A democratic society such as our own, I think, is anchored to an idealistic mooring.

By that, I mean it's a society that we truly aspire to be: honest, caring, peaceful, thoughtful, secure. As such, we gave ourselves guidelines to follow, and labeled the document the Constitution of the United States. In the government that we set up for ourselves, our elected, military and law enforcement officials take an oath to protect and preserve the Constitution in order to help us continue our pursuit of happiness as we try to make this nation a more perfect union.

They take an oath to an ideal, not to an individual.

Since perfection can never be attained (except in baseball. You can have a perfect game in baseball), our quest for national perfection is called an experiment, because the quest is ongoing. It's never ending.

That's why this week's 37-count indictment of former president Donald Trump is so shocking, even when we knew it was coming. Never in the 234 years of our government (going back to 1789, when the Constitution was adopted) have we seen this.

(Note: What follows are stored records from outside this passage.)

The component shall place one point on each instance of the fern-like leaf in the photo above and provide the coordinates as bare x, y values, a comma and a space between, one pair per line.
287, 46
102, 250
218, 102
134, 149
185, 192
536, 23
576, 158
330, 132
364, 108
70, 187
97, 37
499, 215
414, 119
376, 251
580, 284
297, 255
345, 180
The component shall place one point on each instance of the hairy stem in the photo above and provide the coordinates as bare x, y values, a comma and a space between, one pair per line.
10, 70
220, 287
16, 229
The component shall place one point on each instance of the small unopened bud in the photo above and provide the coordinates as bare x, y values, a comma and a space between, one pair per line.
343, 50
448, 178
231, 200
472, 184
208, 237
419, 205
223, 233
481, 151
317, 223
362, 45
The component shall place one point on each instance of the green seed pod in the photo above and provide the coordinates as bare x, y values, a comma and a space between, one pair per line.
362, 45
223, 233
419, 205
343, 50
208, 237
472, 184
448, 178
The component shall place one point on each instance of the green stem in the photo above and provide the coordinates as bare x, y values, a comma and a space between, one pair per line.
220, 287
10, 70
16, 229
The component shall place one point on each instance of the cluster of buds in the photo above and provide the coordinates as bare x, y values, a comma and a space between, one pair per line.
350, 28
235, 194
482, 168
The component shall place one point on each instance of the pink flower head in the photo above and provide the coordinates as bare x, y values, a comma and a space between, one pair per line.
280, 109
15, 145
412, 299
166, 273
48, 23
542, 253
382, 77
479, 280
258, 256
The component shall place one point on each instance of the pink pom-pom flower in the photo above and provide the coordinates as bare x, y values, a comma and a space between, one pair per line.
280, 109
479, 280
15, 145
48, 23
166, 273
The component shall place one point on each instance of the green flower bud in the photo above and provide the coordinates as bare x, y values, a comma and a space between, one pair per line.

Maybe we've been lucky in our experiment up to this point.

But the Grand Jury (not President Joe Biden, as many Republicans wrongfully insist) that indicted Trump determined that there were 31 counts of willful retention of national defense information. This means that those hundreds of boxes of the nation's secret documents (that we know of), which should never have been removed from the end of Trump's term in the White House, should be returned to the National Archives.

All Trump had to do was return them, like Biden did when it was learned he inadvertently had acquired top secret documents, or like former Vice President Mike Pence did when it was learned he, too, had inadvertently taken possession of secret documents. Oops, my bad. Here, take them back. Please.

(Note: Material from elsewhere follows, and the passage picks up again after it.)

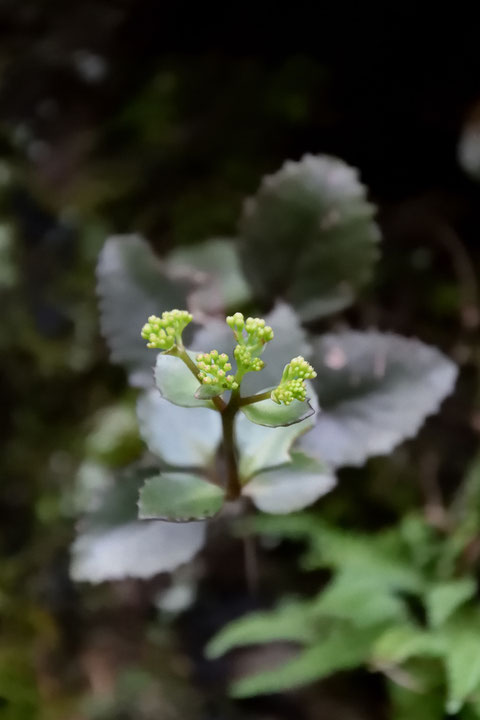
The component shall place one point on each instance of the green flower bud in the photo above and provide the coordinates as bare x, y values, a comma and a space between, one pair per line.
292, 385
213, 369
165, 332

Not Trump. For some reason, he arrogantly thinks the documents are his. So he is stubbornly keeping them. Willful retention, under the law. 

It got him an indictment ... after 18 months of pleading by the FBI and the Department of Justice to get them back. 

All this was avoidable if he had returned the documents. Instead, he is being charged under the Espionage Act of 1917. If guilty, he becomes a traitor. He's already been found liable for sexual assault, which essentially makes him a sexual predator.

We now know that at least two unauthorized persons have seen the documents, some of which include top military secrets, some of which include nuclear secrets, some of which include government secrets. It's phenomenal that this is where we are in our ideal quest for a more perfect government.

In addition to those 31 counts, there is one count of making false statements, one count of conspiracy to obstruct (with cohort Walt Nauta, who Trump ordered to move the boxes at Mar-a-Lago to hide, believe it or not, from his own lawyers. Two of his lawyers quit on the day of the indictments. He's shedding lawyers like a dog sheds fleas); one count of withholding a document; one count of corruptly concealing a document or record; one count of concealing a document in a Federal investigation, and one count of a scheme to conceal.

Sweet Jesus. And to think that this guy – already a court-approved sexual predator – is considered by his Republican base to be one of our nation's best presidents. Can you believe it?

The evidence that special prosecutor Jack Smith has discovered appears to be overwhelming: audio tapes with Trump's own voice, videotapes, testimony from nearly everybody or worked or set foot in Mar-a-Lago could be damning for Trump. 

The fact that Trump did not return the documents makes him a security threat of the highest order. It also makes him a fool with one of the lowest political IQs in national memory, if not in our national history.

And just think: there are indictments looming in Washington D.C. for Trump's actions during the Jan. 6 insurrection, as well as indictments in Georgia for his actions in meddling with the 2020 elections asking for more votes.

It's astounding that the Republican Party still bows to this guy and rushes to his defense, as if this were the ideal government of which we are seeking. As if he were above the law.

Two indictments (so far). Two impeachments. He's already a confirmed national embarrassment.